The agency cited concerns about contractual workarounds to address foreign ownership restrictions.
The Singapore Exchange (SGX) rejected Nutryfarm International’s acquisition of a 45% stake in tech firm First Linkage for $18.1m (RMB90m), an announcement revealed.
Following several rounds of submissions and representations to the SGX-ST, Nutryfarm received a letter stating the proposed acquisition was rejected due to the considerations related to the significance of the business conducted through workaround, as well as the legality of the ownership structure.

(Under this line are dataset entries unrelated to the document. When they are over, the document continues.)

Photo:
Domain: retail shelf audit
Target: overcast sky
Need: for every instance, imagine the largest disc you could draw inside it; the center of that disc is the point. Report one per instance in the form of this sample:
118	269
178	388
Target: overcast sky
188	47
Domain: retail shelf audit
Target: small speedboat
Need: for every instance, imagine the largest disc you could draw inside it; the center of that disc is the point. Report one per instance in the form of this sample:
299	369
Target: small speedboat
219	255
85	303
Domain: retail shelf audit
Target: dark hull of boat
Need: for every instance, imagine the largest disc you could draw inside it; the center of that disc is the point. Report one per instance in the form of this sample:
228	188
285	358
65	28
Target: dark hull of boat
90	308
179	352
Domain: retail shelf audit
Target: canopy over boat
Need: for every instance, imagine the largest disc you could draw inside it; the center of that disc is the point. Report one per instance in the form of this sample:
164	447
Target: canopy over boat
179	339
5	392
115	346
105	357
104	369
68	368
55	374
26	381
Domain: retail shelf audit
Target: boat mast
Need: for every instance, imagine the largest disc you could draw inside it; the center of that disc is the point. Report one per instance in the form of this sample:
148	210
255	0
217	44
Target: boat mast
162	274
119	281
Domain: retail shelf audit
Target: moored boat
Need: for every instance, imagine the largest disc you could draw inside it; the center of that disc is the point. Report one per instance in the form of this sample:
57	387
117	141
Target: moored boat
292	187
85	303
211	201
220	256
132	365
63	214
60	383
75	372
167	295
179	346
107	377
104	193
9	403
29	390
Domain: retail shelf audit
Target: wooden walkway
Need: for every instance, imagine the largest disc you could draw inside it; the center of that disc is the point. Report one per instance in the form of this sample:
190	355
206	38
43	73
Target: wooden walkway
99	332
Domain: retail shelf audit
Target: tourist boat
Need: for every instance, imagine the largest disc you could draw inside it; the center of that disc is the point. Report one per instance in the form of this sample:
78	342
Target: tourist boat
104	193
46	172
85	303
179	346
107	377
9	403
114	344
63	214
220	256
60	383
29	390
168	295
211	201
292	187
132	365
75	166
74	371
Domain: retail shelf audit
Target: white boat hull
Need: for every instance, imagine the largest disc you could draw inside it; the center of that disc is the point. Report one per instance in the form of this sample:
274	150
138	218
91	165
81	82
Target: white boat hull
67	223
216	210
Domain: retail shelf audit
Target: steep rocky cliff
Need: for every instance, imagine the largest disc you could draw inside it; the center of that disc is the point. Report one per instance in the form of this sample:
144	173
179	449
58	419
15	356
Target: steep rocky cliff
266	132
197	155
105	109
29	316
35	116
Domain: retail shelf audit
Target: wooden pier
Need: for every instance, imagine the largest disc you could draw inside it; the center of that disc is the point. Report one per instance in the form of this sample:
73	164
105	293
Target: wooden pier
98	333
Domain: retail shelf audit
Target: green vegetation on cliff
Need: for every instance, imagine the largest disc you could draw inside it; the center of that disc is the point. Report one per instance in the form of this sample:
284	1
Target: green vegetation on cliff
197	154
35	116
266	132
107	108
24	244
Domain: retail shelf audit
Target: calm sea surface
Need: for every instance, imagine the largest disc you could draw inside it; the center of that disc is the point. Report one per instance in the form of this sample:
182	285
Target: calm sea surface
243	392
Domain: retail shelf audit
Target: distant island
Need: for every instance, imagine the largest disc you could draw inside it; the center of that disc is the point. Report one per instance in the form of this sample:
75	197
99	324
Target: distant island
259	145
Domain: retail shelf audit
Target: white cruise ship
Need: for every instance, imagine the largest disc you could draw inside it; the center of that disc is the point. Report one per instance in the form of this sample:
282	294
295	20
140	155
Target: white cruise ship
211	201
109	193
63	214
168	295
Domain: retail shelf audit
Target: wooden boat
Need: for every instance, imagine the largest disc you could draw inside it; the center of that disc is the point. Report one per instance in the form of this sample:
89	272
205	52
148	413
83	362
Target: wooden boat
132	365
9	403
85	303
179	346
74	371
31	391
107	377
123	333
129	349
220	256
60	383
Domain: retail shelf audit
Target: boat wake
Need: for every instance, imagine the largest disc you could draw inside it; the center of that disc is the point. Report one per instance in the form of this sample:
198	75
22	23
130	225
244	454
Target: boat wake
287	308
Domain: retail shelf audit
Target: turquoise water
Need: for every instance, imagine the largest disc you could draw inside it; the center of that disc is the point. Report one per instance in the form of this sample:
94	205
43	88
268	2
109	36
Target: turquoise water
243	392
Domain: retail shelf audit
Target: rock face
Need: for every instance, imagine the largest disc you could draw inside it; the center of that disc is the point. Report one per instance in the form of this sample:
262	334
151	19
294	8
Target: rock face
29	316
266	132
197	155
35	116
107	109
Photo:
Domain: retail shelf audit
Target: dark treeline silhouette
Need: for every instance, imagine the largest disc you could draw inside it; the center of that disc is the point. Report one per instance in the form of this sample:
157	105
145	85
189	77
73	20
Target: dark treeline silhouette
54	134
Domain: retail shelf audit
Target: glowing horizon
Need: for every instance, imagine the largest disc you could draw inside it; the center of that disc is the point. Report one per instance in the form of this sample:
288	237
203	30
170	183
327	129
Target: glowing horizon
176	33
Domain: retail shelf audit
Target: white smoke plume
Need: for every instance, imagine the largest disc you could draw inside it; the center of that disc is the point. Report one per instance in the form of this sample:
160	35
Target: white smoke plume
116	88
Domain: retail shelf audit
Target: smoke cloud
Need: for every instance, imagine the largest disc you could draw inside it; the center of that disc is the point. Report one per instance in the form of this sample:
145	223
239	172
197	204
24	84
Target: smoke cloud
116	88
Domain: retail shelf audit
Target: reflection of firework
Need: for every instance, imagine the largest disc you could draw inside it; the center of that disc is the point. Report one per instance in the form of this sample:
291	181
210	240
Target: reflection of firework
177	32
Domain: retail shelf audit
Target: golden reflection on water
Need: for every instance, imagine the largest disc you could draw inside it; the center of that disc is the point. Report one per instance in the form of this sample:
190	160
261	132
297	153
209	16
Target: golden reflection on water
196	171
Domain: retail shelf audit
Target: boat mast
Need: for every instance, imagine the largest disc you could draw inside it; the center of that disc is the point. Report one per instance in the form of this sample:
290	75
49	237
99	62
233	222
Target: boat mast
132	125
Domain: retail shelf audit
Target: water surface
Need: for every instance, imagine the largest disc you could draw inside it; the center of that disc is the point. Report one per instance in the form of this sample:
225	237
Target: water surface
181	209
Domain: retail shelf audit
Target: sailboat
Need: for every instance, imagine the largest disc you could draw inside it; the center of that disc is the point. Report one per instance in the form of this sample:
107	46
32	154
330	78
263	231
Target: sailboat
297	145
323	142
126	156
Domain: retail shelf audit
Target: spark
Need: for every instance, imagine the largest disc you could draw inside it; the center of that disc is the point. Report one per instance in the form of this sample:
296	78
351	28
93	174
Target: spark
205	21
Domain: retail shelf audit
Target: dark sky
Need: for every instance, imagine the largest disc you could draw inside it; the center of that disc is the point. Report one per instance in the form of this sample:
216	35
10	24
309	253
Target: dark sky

“To comply with foreign ownership restrictions in the relevant jurisdiction, issuers have proposed the use of various structures including the use of contractual arrangements which confer operational control as well as economic rights,” SGX highlighted. “A key concern would be the legality of the structures as any clampdown by the authorities could have a material adverse impact on issuers and their minority shareholders.”
SGX required adequate safeguards to be in place to protect the interests of the issuer and its minority shareholders, and expects issue managers and full sponsors to demonstrate that the issuer is suitable for listing, notwithstanding the use of the structure.
Nutryfarm International announced its plans to acquire a 45% stake in First Linkage through its subsidiary LottVision Internat Management in March 2018. First Linkage is the legal and beneficial owner of First Linkage Hong Kong, which in turn is the legal and beneficial owner of Beijing Zhonglian Shengton Internet Technology Co.
“The proposed acquisition is a proposed investment into the related industry of internet services, telecommunications, network and information technology services,” the firm said in an earlier announcement. Nutryfarm has previously focused its core efforts on developing and expanding its business in nutrition and health food products.